Ambt & bediening/dienst
De kerk van de Reformatie heeft in het verleden de termen ‘ambt’ en ‘bediening’ onderling uitwisselbaar gebruikt. Ik geef twee voorbeelden: - De Wezelsche Artikelen (1568 of 1571), Hoofdstuk 1, artikel 11, luidt: ‘(…) Daar er namelijk hoofdzakelijk vier orden van bediening in de kerk op het gezag der Apostelen worden voorgesteld, te weten de Dienaren, Leraren, Ouderlingen en Diakenen, aan wie de zorg toekomt en voor de zuivere bediening des Woords en voor de eerbaarheid en de goede zeden en voor de armen (…).’
NTKR 2(2008), 14
-
De Dordtse kerkorde spreekt van ‘diensten’ en ‘ambten’. “Artikel 2 - De diensten. De diensten zijn vierderlei: der Dienaren des Woords, der Doctoren, der Ouderlingen en der Diakenen.’ Bij de uitwerking gebruikt deze kerkorde de term ambt. Artikel 16 – ‘Het ambt der Dienaren. Der dienaren ambt is, (…).’ Etc. Deze kerkorde gebruikt de term ‘ambt’ bovendien breder, namelijk: ‘Artikel 35 - Het ambt van de Preses. (…).’

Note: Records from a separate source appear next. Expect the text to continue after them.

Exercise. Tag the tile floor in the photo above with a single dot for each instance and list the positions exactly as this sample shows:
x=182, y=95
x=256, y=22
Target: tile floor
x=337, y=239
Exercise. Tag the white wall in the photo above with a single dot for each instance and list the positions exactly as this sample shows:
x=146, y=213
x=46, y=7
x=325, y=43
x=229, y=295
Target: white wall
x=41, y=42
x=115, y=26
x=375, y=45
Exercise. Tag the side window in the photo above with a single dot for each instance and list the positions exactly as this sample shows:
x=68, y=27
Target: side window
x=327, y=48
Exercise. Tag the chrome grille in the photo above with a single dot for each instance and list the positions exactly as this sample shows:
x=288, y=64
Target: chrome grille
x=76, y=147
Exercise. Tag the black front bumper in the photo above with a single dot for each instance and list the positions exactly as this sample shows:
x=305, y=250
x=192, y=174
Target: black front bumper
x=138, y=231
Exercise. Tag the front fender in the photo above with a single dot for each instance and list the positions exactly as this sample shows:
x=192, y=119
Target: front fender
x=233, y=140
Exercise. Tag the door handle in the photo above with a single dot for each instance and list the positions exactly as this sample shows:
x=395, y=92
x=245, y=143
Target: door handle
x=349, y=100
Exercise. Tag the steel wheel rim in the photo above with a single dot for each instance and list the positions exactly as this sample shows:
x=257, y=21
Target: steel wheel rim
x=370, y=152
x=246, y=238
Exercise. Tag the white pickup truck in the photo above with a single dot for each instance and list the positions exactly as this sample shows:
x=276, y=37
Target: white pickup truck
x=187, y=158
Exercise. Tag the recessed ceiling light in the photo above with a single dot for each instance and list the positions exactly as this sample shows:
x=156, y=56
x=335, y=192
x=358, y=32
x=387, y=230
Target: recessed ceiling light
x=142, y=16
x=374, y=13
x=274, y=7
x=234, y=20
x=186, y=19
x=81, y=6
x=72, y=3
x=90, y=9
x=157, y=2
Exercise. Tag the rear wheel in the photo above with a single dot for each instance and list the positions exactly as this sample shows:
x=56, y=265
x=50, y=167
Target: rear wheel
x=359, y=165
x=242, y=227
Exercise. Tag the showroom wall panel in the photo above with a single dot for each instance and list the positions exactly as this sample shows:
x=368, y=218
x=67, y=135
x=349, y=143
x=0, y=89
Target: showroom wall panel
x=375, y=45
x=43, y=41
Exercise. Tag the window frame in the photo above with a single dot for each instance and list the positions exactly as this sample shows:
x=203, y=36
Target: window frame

De hervormde kerkorde van 1951 kent een niet eerder gemaakt onderscheid. Het is een onderscheid dat we niet herkennen in het Nieuwe Testament en dat we niet tegenkomen bij Calvijn of later in de gereformeerde traditie. Het hervormde instituut van de bediening beantwoordt slechts in beperkte mate aan haar doel. De bedieningen worden aanvankelijk ingesteld met het oog op het ingaan in de wereld. Later krijgen de bedieningen steeds meer een binnen-gemeentelijk perspectief. Het beroepsprofiel is daarmee niet duidelijk. Het onderscheid ambt/bediening (NHK) of ambt/dienst (PKN) is een kerkordelijk onderscheid, dat in de praktijk voortdurend aanleiding heeft gegeven tot verwarring, misverstanden, frustratie en ontduiking. Bij het ontwerpen van de hervormde kerkorde vindt een theologische bezinning plaats over de ambten en de beroepskrachten in de bediening, de kerkelijk werkers. In de periode daarna echter is nauwelijks sprake van een bezinning op de positie van de kerkelijk werker in relatie tot het ambt. In de jaren zeventig wordt ter synode overwogen de bediening af te schaffen. Als dit niet gebeurt, wordt gesteld dat een bezinning over de bediening en over de relatie met het ambt gewenst is. Deze vindt in die zin plaats, dat gesproken wordt over bepaalde thema’s, zoals: ‘ambt en sacrament’ en – op de synodevergadering van april 2005 – de beroepsprofielen van predikant en kerkelijk werker. De bezinning houdt niet meer in dan dat na het tot stand komen van de hervormde kerkorde vooral wordt nagedacht en gediscussieerd over praktijk versus kerkorde. Steeds weer komt de discussie over de bevoegdheden van de kerkelijk werker terug. Vooral richt deze zich op het onderscheid met het predikantsambt, toegespitst op de sacramentbevoegdheid. De PKN en haar voorgangers hebben ter synode vaak het argument gebruikt van de noodsituatie om kerkelijk werkers ambtelijke bevoegdheden te verstrekken. Het zou dan gaan om een noodoplossing of uitzonderingsmaatregel met het oog op bijzondere omstandigheden. Het onderkennen van bijzondere situaties of noodsituaties om kerkelijk werkers de bevoegdheid te verlenen tot het bedienen van het Woord en de sacramenten leidde tot goedbedoelde, maar toch gekunstelde voorstellen en tot tweeslachtige regelingen. De discussie over het al of niet
NTKR 2(2008), 15
onderkennen en erkennen van bijzondere of noodsituaties en van het treffen van passende maatregelen leidde de aandacht af van de fundamentele kant van de problematiek, waartoe behoren: het wezen van de bediening en van het ambt, het onderscheid daartussen, en de ordening binnen het ambt. De hoogleraar kerkrecht L.J. Koffeman erkent dat de synodes hebben geprobeerd enerzijds het principe overeind te houden en anderzijds ruimte te creëren voor constructies die met datzelfde principe in strijd zijn. Hij vindt dat dit geen aanbevelenswaardige weg is. Ik citeer: ‘Uitzonderingen hebben (ook) in het kerkrecht al snel de neiging feitelijk als nieuwe regels te gaan functioneren. De enige begaanbare, maar waarschijnlijk nog lange en lastige weg lijkt mij die te zijn van een structurele herziening van de kerkrechtelijke bepalingen op basis van een diepgaande bezinning op het ambt.’16 8.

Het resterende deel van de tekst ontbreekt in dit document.